Roześmiał się, jakby usłyszał przedni dowcip.
– Ty? Dziwką? Też wymyślił.
– Nie martw się, szybko wyprowadziłam go z błędu. Wyjątkowo odrażający typ. Zawsze taki był, czy to efekt jakichś przykrych doświadczeń?
– Hm… – Zamyślił się na moment. – Powiedzmy, że Nick jest facetem po przejściach. Nie miał łatwego życia, ale zwykle nie zachowuje się jak ostatni palant. – Przyjrzał jej się z namysłem. – Musiałaś zrobić na nim spore wrażenie.
– Oczywiście… – Prychnęła z powątpiewaniem. – Zaprosił mnie na randkę. W pewnym sensie.
– Serio?! No proszę… A wydawało mi się, że nie wyleczył się jeszcze z… Zresztą nieważne. To nie moja sprawa. W każdym razie bądź ostrożna i nie angażuj się za mocno. Lubię cię. Nie chciałbym, żeby cię zranił.
– Nie byłby pierwszy i zapewne nie ostatni – odparła beztrosko. – Ja też miałam ciężkie życie, więc nie martw się, nie pozwolę mu się do siebie zbliżyć. Nie na tyle, żeby mógł mnie skrzywdzić.
Zmarszczył brwi.
– Mam rozumieć, że zgodziłaś się z nim wyjść z własnej woli?
Jasne, pomyślała kwaśno. A piaski Sahary pokrył lodowiec.
– Pewnie, czemu nie… Pójdę już. Miałam bardzo długi i ciężki dzień.
– Długi i ciężki dzień? Przecież nic dziś nie robiłaś. Poza tym, że przyszłaś tutaj.
– No właśnie.
Roześmiał się, prowadząc ją do drzwi.
– Aż tak zalazł ci za skórę? Cóż, bywa czasem subtelny jak walec. Kiedy doniesiesz mi resztę płócien na wystawę?

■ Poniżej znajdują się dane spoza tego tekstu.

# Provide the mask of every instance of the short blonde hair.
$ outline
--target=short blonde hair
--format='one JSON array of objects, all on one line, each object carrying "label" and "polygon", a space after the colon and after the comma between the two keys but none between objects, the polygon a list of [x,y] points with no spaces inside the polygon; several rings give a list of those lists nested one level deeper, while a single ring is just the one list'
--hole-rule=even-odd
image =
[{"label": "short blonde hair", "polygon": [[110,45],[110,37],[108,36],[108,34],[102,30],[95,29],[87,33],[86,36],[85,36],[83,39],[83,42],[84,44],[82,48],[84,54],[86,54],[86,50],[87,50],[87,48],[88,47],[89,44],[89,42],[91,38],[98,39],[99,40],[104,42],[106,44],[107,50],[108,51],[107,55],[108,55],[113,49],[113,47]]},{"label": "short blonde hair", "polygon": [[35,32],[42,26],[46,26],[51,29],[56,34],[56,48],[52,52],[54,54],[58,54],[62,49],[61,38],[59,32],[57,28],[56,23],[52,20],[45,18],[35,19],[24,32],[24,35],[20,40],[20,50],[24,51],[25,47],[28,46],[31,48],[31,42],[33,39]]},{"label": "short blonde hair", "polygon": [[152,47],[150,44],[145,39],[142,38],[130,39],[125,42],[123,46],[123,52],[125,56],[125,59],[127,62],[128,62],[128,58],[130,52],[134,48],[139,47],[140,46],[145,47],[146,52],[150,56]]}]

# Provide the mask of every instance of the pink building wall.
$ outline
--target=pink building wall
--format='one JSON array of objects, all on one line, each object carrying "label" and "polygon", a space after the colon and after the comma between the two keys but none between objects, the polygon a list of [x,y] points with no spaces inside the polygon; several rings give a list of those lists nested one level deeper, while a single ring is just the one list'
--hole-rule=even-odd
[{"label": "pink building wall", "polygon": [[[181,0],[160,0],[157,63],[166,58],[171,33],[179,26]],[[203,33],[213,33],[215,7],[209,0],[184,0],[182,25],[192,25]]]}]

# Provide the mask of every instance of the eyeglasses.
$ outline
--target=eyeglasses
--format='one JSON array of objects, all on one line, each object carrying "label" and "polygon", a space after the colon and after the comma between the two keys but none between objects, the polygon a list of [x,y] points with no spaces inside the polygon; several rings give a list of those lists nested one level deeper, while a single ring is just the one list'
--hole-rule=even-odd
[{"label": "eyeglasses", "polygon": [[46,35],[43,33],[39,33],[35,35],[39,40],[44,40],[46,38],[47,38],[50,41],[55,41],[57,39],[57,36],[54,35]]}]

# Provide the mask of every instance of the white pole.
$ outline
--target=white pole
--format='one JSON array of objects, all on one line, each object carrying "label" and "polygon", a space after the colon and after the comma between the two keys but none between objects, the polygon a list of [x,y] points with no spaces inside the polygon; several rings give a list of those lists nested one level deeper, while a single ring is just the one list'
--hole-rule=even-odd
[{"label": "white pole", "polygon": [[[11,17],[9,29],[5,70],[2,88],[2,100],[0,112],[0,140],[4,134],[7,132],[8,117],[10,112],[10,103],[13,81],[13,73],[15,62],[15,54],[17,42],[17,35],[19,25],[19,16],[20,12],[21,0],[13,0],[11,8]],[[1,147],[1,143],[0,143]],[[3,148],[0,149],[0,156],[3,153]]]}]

– Do końca przyszłego tygodnia? – zaproponowała ostrożnie. Wiedziała, że czeka ją co najmniej kilka zarwanych nocy.
– Zgoda.
– Uprzedzam, że mogę się trochę spóźnić. Ale nie więcej niż jakieś dziesięć, piętnaście lat.
– Bardzo śmieszne. – Przewrócił oczami. – Leć do domu i porządnie się wyśpij.
– Co tylko pan każe, szefie.
– Jasne… Dobranoc, Jo.
– Dobranoc, Tony. – Pomachała mu na pożegnanie i wyszła.
Do końca wieczora jej myśli całkowicie zaprzątał Nick. Żaden inny mężczyzna nie wzbudzał w niej tak mieszanych uczuć jak on. I ta jego dziwaczna prośba… Do czego mu potrzebna dziewczyna, która będzie udawać, że się w nim durzy? Mężczyźnie z takim wyglądem i z taką charyzmą? To się nie trzymało kupy. Cóż, niełatwo będzie rozgryźć pana Scarpellego i jego motywy.
ROZDZIAŁ DRUGI
Tak jak przypuszczała, skończyło się na kilku nieprzespanych nocach, ale za to w piątek kolekcja była gotowa.